A newly formed subsidiary of First Data Corp. has developed a digital signature authentication protocol that executives say will boost an area of Internet authentication that has been stymied by its complex infrastructure.
First aSuretee LLC and its Account-Based Digital Signature technology will compete against such digital signature companies as Identrus LLC and VeriSign Inc. The newcomer's technology allows companies to use digital signatures as a means of authenticating electronic users to their existing accounts without moving through a certificate authority.
A Visa spokesman said that First Data is aiming at back office and business-to-business transactions, not at consumer transactions, which are the focus of Verified by Visa. First Data is a Verified by Visa provider.
First aSuretee executives said their product will be easier to manage and understand than its competitors and that it will forgo some elements that have hindered adoption of digital signatures. Perhaps the biggest difference between the Denver company's ABDS technology and standard digital signatures, they said, is that it will not rely on certificate authority, which is a middleman piece in the public key infrastructure of digital signatures.
In a conventional digital signature, transactions move through a certificate authority, which generates a temporary identity for the business or consumer. That ID then moves along with the transaction information to, say, a bank, which then has to validate the user's identity with the certificate authority before the transaction can be completed.
First aSuretee's version does away with the certificate authority, the company says. A token simultaneously generates the private and public keys that identify the user, but the transaction goes directly to a bank or company.
"We give you the public key and you recognize your customer the way you've always recognized him," said Curtis Beeson, the chief technical officer for First aSuretee. "Your identity is with who you're doing business with, not with a certificate authority."

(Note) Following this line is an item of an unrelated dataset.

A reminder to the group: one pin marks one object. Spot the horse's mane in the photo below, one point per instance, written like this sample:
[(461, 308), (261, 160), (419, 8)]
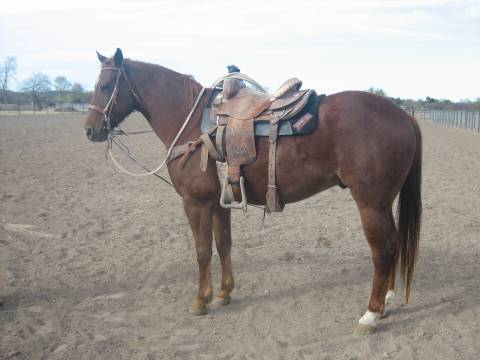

In this case, companies set up "redundant data that's always slightly out of synch" and in constant need of updating," he said.
"Why would you have to have" customer information "in two places?" Mr. Beeson said. "Put the public key in that and you don't need to spend money to buy the certificate authority software to run on a separate box that you had to buy also, and you don't have the add operational expense to update two systems."
All the company needs to add is the ability to put one more field in the account records, or about 40 bytes of information, he said.
Avivah Litan, vice president of financial services at the Gartner Inc. consulting firm in Stamford, Conn., said public key infrastructure "has failed because it's so slow and there's not enough bandwidth when you do credit card authorizations to get a quick response. It introduced a technology and process that was outside the credit card infrastructure that required a different server, and different technology, and different protocols."
Geoff Kahler, vice president of marketing for New York-based Identrus, said it was too early to assess First Data's new program but that his company was researching it. He called Identrus "technology-agnostic" and said it would be willing to "adapt and use whatever technology we want to support our platform."